Percebo agora que, naquela noite, uma súbita generosidade transpirava em mim à medida que me lembrava de minha própria adolescência nessa mesma – ou quase a mesma - cidade pequena. E muito aquém de minha adolescência. Conversa na rua de manhã, de tarde ou de noite. Um pouco de bagunça, brincadeira. Não pouca irreverência. Mais conversa, ação, palavra em ação – aos borbotões. E o footing noturno em volta do quarteirão inflamado, o muro da viúva, ver e ser visto, a cerquinha do bar da moda, muito papo cabeça e um monte de recém ex-drogados cheios de causos para contar. Às vezes, o bar, a boite enfumaçada, a discoteca. O famigerado tobomóvel e o primeiro beijo no seio, a barba dele arranhando - ele que já deixou viúva e filhos. Minha melhor amiga fingindo que observava a vista quase aérea. E eu decolando. Depois, mais centenas de beijos, os intermináveis bailes carnavalescos, o medo e o desejo disputando cada centímetro quadrado do meu corpo encharcado de hormônios e curiosidade, a volta para casa com a parada na padaria para comprar da primeira fornada do dia e muito leite fresco. Então, dei para lembrar que, em poucos anos, nossas crianças serão adolescentes. Elas e seus amigos. Eu e meus amigos.

Nessa altura, o cacarejar dos meninos corria espaçado por compridos silêncios, risadas constrangidas e sons de tabefes sem convicção. Um joguinho de sedução. Nem me dei ao trabalho de imaginar o que poderiam estar experimentando nos desvãos da vizinhança. Nem importava. Importava tão somente minha estranha certeza de que eles estavam ali dando alguns tímidos passos, primeiros tímidos passos em direção a um mundo sonhado maior. Talvez porque tenha sido assim comigo. Talvez porque seja assim com todos. Será? Nem sei. Um mundo sonhado maior, ampliado, em permanente expansão. Maior que qualquer coisa. Nem sei o quê. Pois nem sei quem são, que bagagem carregam além do sotaque carregado do interior dessa Minas – Minas que é toda interior.

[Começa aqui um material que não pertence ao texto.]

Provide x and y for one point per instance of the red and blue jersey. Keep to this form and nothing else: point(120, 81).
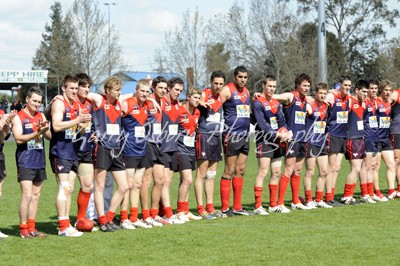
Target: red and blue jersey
point(83, 142)
point(338, 115)
point(31, 154)
point(268, 118)
point(169, 125)
point(62, 142)
point(107, 124)
point(295, 115)
point(383, 113)
point(153, 125)
point(210, 118)
point(355, 125)
point(133, 124)
point(237, 111)
point(395, 116)
point(316, 124)
point(371, 124)
point(187, 130)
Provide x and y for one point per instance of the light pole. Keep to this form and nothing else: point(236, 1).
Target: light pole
point(109, 37)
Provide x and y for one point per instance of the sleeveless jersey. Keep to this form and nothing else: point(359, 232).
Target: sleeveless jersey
point(62, 142)
point(295, 115)
point(371, 120)
point(133, 124)
point(383, 113)
point(153, 125)
point(169, 125)
point(210, 118)
point(338, 115)
point(187, 130)
point(31, 154)
point(316, 124)
point(268, 118)
point(107, 124)
point(83, 142)
point(395, 116)
point(237, 111)
point(2, 141)
point(355, 126)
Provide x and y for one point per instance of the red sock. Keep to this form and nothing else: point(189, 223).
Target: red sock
point(258, 196)
point(124, 215)
point(364, 189)
point(295, 185)
point(82, 201)
point(237, 184)
point(145, 214)
point(103, 219)
point(200, 209)
point(161, 211)
point(370, 186)
point(210, 207)
point(180, 206)
point(31, 225)
point(153, 212)
point(63, 224)
point(283, 183)
point(273, 192)
point(168, 212)
point(308, 194)
point(319, 195)
point(225, 190)
point(134, 214)
point(328, 197)
point(186, 206)
point(110, 216)
point(348, 190)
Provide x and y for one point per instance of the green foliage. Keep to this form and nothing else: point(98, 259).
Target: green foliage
point(338, 236)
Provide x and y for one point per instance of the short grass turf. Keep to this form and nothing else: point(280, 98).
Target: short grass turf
point(366, 234)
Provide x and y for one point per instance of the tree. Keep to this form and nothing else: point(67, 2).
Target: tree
point(91, 41)
point(217, 58)
point(184, 47)
point(56, 52)
point(358, 25)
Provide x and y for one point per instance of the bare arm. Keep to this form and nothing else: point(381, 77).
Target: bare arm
point(57, 113)
point(284, 98)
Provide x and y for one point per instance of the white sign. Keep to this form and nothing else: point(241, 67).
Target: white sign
point(29, 76)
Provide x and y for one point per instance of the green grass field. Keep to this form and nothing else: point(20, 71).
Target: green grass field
point(350, 235)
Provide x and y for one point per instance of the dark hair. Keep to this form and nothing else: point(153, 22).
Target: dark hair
point(84, 79)
point(267, 78)
point(373, 81)
point(362, 84)
point(300, 78)
point(321, 86)
point(343, 78)
point(157, 80)
point(175, 80)
point(217, 74)
point(69, 78)
point(238, 69)
point(34, 90)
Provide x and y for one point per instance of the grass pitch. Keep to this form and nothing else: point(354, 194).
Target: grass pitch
point(364, 235)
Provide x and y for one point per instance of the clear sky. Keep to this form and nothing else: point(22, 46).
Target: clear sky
point(141, 25)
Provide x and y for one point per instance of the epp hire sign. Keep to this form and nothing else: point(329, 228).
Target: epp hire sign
point(29, 76)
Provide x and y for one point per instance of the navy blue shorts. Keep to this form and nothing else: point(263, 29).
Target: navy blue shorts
point(208, 147)
point(355, 149)
point(63, 166)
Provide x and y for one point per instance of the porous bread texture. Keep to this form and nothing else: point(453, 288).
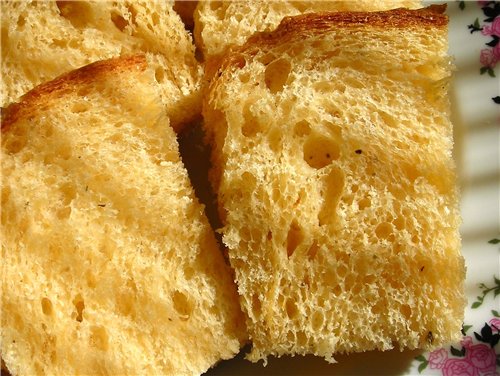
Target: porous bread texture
point(221, 24)
point(185, 9)
point(109, 265)
point(336, 185)
point(44, 39)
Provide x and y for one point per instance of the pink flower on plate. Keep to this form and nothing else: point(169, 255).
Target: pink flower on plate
point(466, 342)
point(494, 29)
point(482, 357)
point(437, 358)
point(459, 367)
point(487, 58)
point(496, 51)
point(495, 324)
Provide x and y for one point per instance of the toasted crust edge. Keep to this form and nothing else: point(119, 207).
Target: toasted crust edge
point(306, 25)
point(67, 83)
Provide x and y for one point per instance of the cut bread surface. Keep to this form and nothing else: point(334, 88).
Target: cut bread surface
point(336, 186)
point(44, 39)
point(222, 24)
point(109, 263)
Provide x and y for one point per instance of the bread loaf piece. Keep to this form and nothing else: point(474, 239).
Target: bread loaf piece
point(220, 24)
point(336, 185)
point(43, 39)
point(109, 265)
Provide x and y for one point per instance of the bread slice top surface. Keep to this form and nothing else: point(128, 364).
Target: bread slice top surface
point(336, 184)
point(44, 39)
point(220, 25)
point(110, 265)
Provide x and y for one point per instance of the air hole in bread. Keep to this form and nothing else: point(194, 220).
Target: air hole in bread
point(406, 311)
point(388, 119)
point(98, 338)
point(21, 21)
point(214, 5)
point(275, 139)
point(15, 145)
point(182, 305)
point(133, 14)
point(68, 191)
point(291, 309)
point(64, 213)
point(78, 13)
point(118, 20)
point(341, 270)
point(317, 321)
point(84, 91)
point(256, 305)
point(65, 152)
point(333, 188)
point(294, 239)
point(302, 128)
point(384, 230)
point(90, 278)
point(364, 203)
point(399, 223)
point(79, 307)
point(155, 18)
point(312, 251)
point(276, 75)
point(46, 306)
point(301, 338)
point(251, 126)
point(80, 107)
point(188, 272)
point(320, 151)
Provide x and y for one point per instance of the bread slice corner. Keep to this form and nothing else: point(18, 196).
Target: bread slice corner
point(109, 263)
point(332, 153)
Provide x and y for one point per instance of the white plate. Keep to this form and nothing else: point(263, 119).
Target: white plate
point(477, 142)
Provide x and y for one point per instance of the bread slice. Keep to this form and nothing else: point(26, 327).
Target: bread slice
point(43, 39)
point(109, 263)
point(336, 184)
point(221, 24)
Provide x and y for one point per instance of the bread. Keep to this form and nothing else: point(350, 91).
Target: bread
point(109, 264)
point(43, 39)
point(220, 24)
point(336, 185)
point(185, 9)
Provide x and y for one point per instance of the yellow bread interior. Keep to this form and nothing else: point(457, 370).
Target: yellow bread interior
point(336, 184)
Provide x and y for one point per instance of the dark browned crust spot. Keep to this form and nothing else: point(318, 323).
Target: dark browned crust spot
point(41, 96)
point(312, 24)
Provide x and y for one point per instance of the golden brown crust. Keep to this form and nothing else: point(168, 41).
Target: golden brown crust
point(69, 82)
point(310, 24)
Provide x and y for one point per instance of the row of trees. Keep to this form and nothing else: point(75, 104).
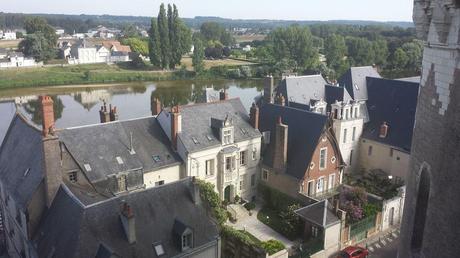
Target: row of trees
point(169, 38)
point(297, 49)
point(41, 39)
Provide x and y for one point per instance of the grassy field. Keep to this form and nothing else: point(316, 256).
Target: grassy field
point(249, 38)
point(214, 63)
point(79, 74)
point(9, 43)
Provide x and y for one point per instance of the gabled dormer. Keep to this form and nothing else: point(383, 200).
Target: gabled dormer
point(224, 129)
point(183, 235)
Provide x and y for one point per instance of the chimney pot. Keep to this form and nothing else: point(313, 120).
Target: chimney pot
point(384, 130)
point(128, 221)
point(254, 116)
point(47, 114)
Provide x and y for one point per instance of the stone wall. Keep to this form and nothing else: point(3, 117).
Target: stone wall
point(430, 225)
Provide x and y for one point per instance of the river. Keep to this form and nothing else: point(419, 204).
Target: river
point(79, 105)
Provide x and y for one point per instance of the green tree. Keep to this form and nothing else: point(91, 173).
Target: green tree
point(137, 45)
point(163, 31)
point(41, 39)
point(335, 51)
point(414, 52)
point(294, 43)
point(154, 44)
point(380, 49)
point(37, 46)
point(198, 56)
point(400, 59)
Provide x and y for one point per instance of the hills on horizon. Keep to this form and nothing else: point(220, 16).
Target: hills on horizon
point(196, 22)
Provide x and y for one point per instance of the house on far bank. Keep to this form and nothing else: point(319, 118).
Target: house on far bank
point(88, 52)
point(17, 60)
point(300, 152)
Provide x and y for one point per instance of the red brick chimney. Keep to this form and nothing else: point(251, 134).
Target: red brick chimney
point(384, 130)
point(281, 143)
point(176, 125)
point(104, 114)
point(223, 95)
point(47, 114)
point(128, 222)
point(280, 100)
point(254, 116)
point(156, 106)
point(113, 114)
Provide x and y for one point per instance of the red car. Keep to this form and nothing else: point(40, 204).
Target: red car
point(353, 252)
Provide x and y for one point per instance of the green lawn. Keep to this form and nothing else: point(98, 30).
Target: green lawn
point(272, 219)
point(78, 74)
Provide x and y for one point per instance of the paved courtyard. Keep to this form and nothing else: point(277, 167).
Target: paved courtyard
point(252, 225)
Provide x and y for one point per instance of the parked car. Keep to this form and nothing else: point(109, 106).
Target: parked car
point(353, 252)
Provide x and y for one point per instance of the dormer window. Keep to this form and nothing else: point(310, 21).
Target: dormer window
point(187, 241)
point(227, 136)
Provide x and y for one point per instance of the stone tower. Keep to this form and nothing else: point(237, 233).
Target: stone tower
point(431, 223)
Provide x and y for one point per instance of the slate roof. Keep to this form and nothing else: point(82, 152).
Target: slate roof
point(303, 89)
point(304, 131)
point(336, 93)
point(21, 161)
point(100, 145)
point(354, 80)
point(196, 124)
point(318, 213)
point(73, 230)
point(394, 102)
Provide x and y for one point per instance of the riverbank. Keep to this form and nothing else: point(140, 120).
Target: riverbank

Eram meninos e sua balbúrdia tolinha já quase me embalava. Eram meninos e meninas e sua vontade de estar juntos, de ser outra coisa, de dar um passo para fora do quintal já me enternecia. Eram meninos crescendo e eu consegui me deixar tocar por sua força resoluta, por sua crueza e inocência, por sua imaginada crença em algum mundo maior que o quintal acanhado, que a ruela em curva ascendente, que a cidadezinha interiorana, que seus corpos, que já deixaram de ser corpos de criança. Então, consegui dormir.

Consegui dormir em paz por tê-los deixado em paz, por não atrapalhar seus primeiros passos, por não intimidá-los. Consegui dormir apesar de viver teimando em recordar a fúria que me rasgava, uma falta maior que o deserto do Saara, uma solidão rascante, uma vontade de bater a porta atrás de mim e ir para não sei onde. No fim das contas, entre um balde d’água fria ali e outro acolá, como os persistentes comboios caninos e seus séqüitos de infantes irreverentes, talvez tenha sido isso exatamente o que fiz.